También en uno de esos libros, hay denuncia, porque la Historia también debe ser registrada por la palabra en toda su verdad e intensidad. La poesía tiene deberes públicos, no sólo privados.

Estos dos libros son páginas vividas, quizás eso no lo entendieron algunos libreros que los marginaron en sus anaqueles y los vieron como un conjunto de papeles más entre sus estantes y muestrarios, mercancía de palabras verticales inútiles que podría decir un barbero ante un distraído cliente que sólo busca un poco de silencio cotidiano, y una distracción banal.

Son palabras, sin duda, un monólogo que se hace público, exterioriza la intimidad rubricada por el amor que las confiesa.

Ahí, en esa atmósfera, el lector tendrá su última palabra y aparecerá para él, el verdadero poema, ese que rescatará para sí mismo.

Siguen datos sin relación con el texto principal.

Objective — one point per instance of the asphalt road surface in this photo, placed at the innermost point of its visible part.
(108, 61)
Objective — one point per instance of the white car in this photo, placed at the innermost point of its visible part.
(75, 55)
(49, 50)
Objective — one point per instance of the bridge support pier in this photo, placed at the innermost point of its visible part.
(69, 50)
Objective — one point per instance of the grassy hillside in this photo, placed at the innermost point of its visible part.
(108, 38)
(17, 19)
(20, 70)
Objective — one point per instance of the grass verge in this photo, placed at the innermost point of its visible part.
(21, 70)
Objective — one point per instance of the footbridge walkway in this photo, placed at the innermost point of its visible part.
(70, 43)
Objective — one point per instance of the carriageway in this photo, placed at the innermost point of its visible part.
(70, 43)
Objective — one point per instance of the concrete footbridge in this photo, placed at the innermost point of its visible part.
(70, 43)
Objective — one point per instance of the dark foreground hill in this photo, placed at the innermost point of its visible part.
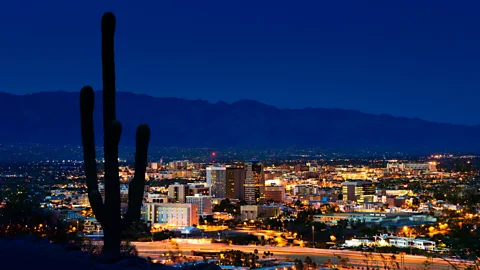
(53, 118)
(25, 253)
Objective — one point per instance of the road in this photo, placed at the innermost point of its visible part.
(356, 258)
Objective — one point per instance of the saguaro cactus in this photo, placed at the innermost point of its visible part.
(108, 212)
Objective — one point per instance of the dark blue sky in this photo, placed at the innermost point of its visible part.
(404, 58)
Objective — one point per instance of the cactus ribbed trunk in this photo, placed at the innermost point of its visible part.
(107, 211)
(112, 182)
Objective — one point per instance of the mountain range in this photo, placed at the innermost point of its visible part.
(54, 118)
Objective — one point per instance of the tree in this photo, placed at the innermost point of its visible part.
(298, 264)
(308, 261)
(108, 212)
(343, 261)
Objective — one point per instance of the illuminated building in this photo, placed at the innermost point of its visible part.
(235, 182)
(177, 193)
(204, 203)
(274, 193)
(359, 191)
(254, 182)
(216, 180)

El lenguaje tiene su propia elasticidad, caminos, bifurcaciones y laberintos a descifrar y resolver. He ahí, parte de su encanto, no suele ser lineal, no siempre es el mismo y cada época va adquiriendo sus propios modos de representación.

No se trata de una pasarela en búsqueda de alguna estrella, sino de las inagotables preguntas que buscan respuestas, como ha ocurrido a lo largo de los tiempos. Es cierto que hay confusión a nivel mundial, mucha estupidez diría Umberto Eco y Susan Sontag, a Kafka le bastaría firmar con su nombre para describir el escenario global, que se retrata en sus fakes news como el mejor de sus selfies y lo disemina por las redes sociales, Instagram, Facebook, le abre un expediente histórico en Google e instala en la Nube.

Y en el orden de los días pasados, volviendo a la memoria, esa otra realidad que ya es historia, forma parte de los recuerdos y uno también, me imagino al Paco Rivano en sus librerías de viejo en San Diego, un antiguo barrio santiaguino, refugio de libros y otras curiosidades de la capital chilena.

Ahí solíamos ir a ver libros que ya no encontrábamos en las librerías tradicionales, además a mejores precios porque eran usados y el Paco Rivano, un ex carabinero y novelista, dictaba su refinada cátedra de venta. Había un trato personal, diálogo, un afecto por los libros, respeto diría, que pareciera haberse esfumado en la burbuja de los setenta.

Ahí los libros tenían vida propia, probablemente salían a conversar en las noches de sus vidas, intercambiaban tipografías, portadas, se miraban así mismos para su anónimo público, como preparándose para caer en sus manos. Alguno, muy seguro de sí mismo podría iniciar la lectura con la introducción de su propia novela: «Muchos años después, frente al pelotón de fusilamiento, el coronel Aureliano Buendía había de recordar aquella tarde remota en que su padre lo llevó a conocer el hielo. Macondo era entonces una aldea de veinte casas de barro y cañabrava construidas a la orilla de un río de aguas diáfanas que se precipitaban por un lecho de piedras pulidas, blancas y enormes como huevos prehistóricos».
 

DEL EPILOGAR 

La aventura de estos dos libros por acercarse al público del mercado ha sido larga y azarosa. Una verdadera aventura quijotesca de años. Los caminos humanos, a veces, son insondables. Carecen de lógica, explicación, se apodera de ellos un laberinto kafkiano. Mi amiga Haydee y mi hermano César, tuvieron que ver en que ambos textos llegaran por fin a puerto y la telaraña permitiera que salieran a la luz pública chilena, al menos comenzarán a respirar la palabra que les permitió existir desde un inicio.